In their most recent attempt to humiliate Church leaders, Barbara Blaine, president of SNAP teamed with a few local members of the Bridgeport, CT chapter of VOTF to organize a protest—replete with the same professionally printed signs they have used for more than a decade—outside the offices of Bishop Frank Caggiano, the new Bishop of the Bridgeport Diocese. Receiving front page coverage—replete with photos of a handful of protestors holding the now-faded protest signs—in the Connecticut Post on Thursday, March 20, 2014, the headline blared, “Victims Groups Demand Investigation Into Priests.” It is difficult to take them seriously.
But, we must take them seriously because these groups continue to enlist the media as partners in persuading others that the Church is a site of secrecy and deviance. Working cooperatively with an eager media ever hungry for scandal—even if the cases occurred several decades ago—these groups are determined to continue to denigrate Church leaders who have done everything they possibly can to ensure that the clergy abuse of the past can never happen again.
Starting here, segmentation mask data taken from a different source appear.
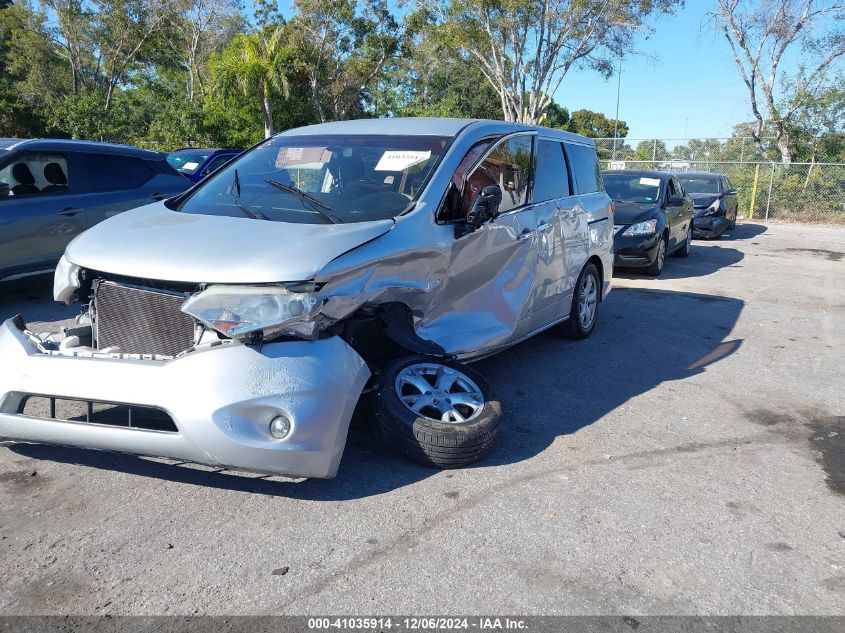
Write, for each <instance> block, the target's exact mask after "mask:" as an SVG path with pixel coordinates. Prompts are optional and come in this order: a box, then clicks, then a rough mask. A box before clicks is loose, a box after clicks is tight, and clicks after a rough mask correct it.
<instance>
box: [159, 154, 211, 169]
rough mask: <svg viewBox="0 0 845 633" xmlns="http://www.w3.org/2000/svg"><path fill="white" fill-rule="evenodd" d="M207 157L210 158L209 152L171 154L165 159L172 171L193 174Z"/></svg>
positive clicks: (198, 168) (204, 160)
mask: <svg viewBox="0 0 845 633" xmlns="http://www.w3.org/2000/svg"><path fill="white" fill-rule="evenodd" d="M209 156H211V152H209V151H206V152H203V151H201V150H197V151H195V152H173V153H172V154H170V155H169V156H168V157H167V162H168V163H170V166H171V167H173V169H175V170H177V171H181V172H182V173H183V174H195V173H196V172H197V169H199V168H200V165H202V164H203V163H204V162H205V161H206V160H207V159H208V157H209Z"/></svg>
The most recent target of the dissident groups is Bridgeport’s Bishop Caggiano, who in a spirit of reconciliation and good will just a month before, offered to begin a conversation with the local chapter of VOTF. At the time he announced his intention to meet with the group last month, the Bishop was heralded as a courageous visionary of the Church. The Connecticut Post published a laudatory article on February 12, 2014, praising what the reporter called his “unprecedented” decision to meet with members of VOTF. Decrying Bishop William Lori’s decision to bar VOTF from meeting in diocesan churches, the Connecticut Post quoted Jamie Dance, a member of VOTF, complaining that Bishop Lori “was secretive … [he] never answered a letter or a phone call … so it was a rather dramatic turn when we found a welcoming bishop in Frank Caggiano…. It’s practically historic.”